The neighbours began installing cooling machines, there was indication that the temperature would drop. My wet towel-wrapping was still useful but it was rather uncomfortable. I began to think whether I should buy one as well, then I wasn’t sure how long I would be in this place. I had come to write. Just like that. I was living in the city possessed by that ambition. Ambition could be another name for addiction, but man without it would be nothing; he would be only living out a life millions had lived out before.
If man could be trusted every word he used and he was worth as much as his word, then the world would be a meaningful place. Sometimes, people just say things because they know words and in return for the words they get words. What are words to them when theirs are the same which were no different from the ones used by the people before; using words for the sake of using.
I returned this time with all my swimming gears after a long day of reading. I couldn’t concentrate long on what was before. It was Monday, but the gate was closed. On both sides of the road along the college India’s wealth was displayed: all kinds of imported cars in long lines, stretching for kilometres, with a driver for each and the bosses in clean clothes and their eyes behind shades and sunglasses. Only a corner gate of the college was opened, it was manned by a man uniform. I asked if I could enter the campus through the gate. He wagged his head and tried to ask the “parpose.” I had no patience for that; I rushed in playing in my mind the nice pool filled up with clean chlorinated water just ready for a dive. The gate was opened and over the steps and over the ground a tiny black pipe ran. No one was inside; not even the desk, but the fan was at work. The pool was filled up half ,and surface was below yellowish tree leaves. Observing the quantity of water going down from the tiny black pipe I felt it would take another day to fill up the pool. Few more days or another few weeks could be spent on chlorinating the water, depending on the flexibility of their overwhelming lethargy.

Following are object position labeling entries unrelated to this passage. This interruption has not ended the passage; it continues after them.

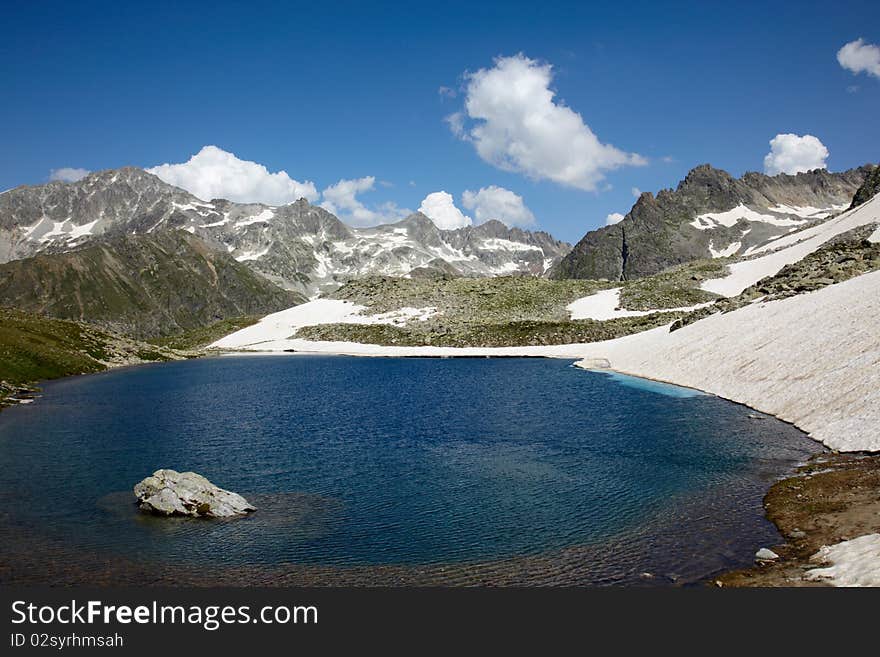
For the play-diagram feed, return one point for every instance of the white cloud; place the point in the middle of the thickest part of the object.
(792, 154)
(341, 199)
(516, 125)
(215, 173)
(440, 208)
(860, 57)
(68, 174)
(497, 203)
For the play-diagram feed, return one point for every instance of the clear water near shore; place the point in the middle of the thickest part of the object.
(405, 463)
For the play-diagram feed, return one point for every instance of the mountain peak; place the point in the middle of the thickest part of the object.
(705, 175)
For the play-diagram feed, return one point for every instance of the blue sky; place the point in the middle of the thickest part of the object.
(350, 90)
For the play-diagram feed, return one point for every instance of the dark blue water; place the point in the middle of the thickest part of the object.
(361, 462)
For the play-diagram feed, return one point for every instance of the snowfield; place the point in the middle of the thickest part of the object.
(852, 563)
(272, 332)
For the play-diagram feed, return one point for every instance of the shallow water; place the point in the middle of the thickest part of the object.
(508, 466)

Infuriated and knowing no channel which could be pursued I came out with a contemptuous smile on my face: mocking the people. On the walls and the pillars near the office there were handbills bearing big modern words, ‘IT India”, “let’s look forward”, ” We can do it again!”, ” India, a superpower?” People do love words, big words, and they must have them to feel big and different from others. The guard in uniform began firing words as I neared his place, ” it’ll take few days” rubbing lime on the tobacco in his left hand, ” you should come when the office is opened to fill out a “faerm” , then you can swim.” He must have done that kind of talking to others several times before. I hailed a bicycle rickshaw and the man compelled me to bargain. I said he was driving away his passenger, his face blushed and turned his head to offer me a lower fare, still the double of the normal fare. I thought to myself: maybe I should walk off the fury.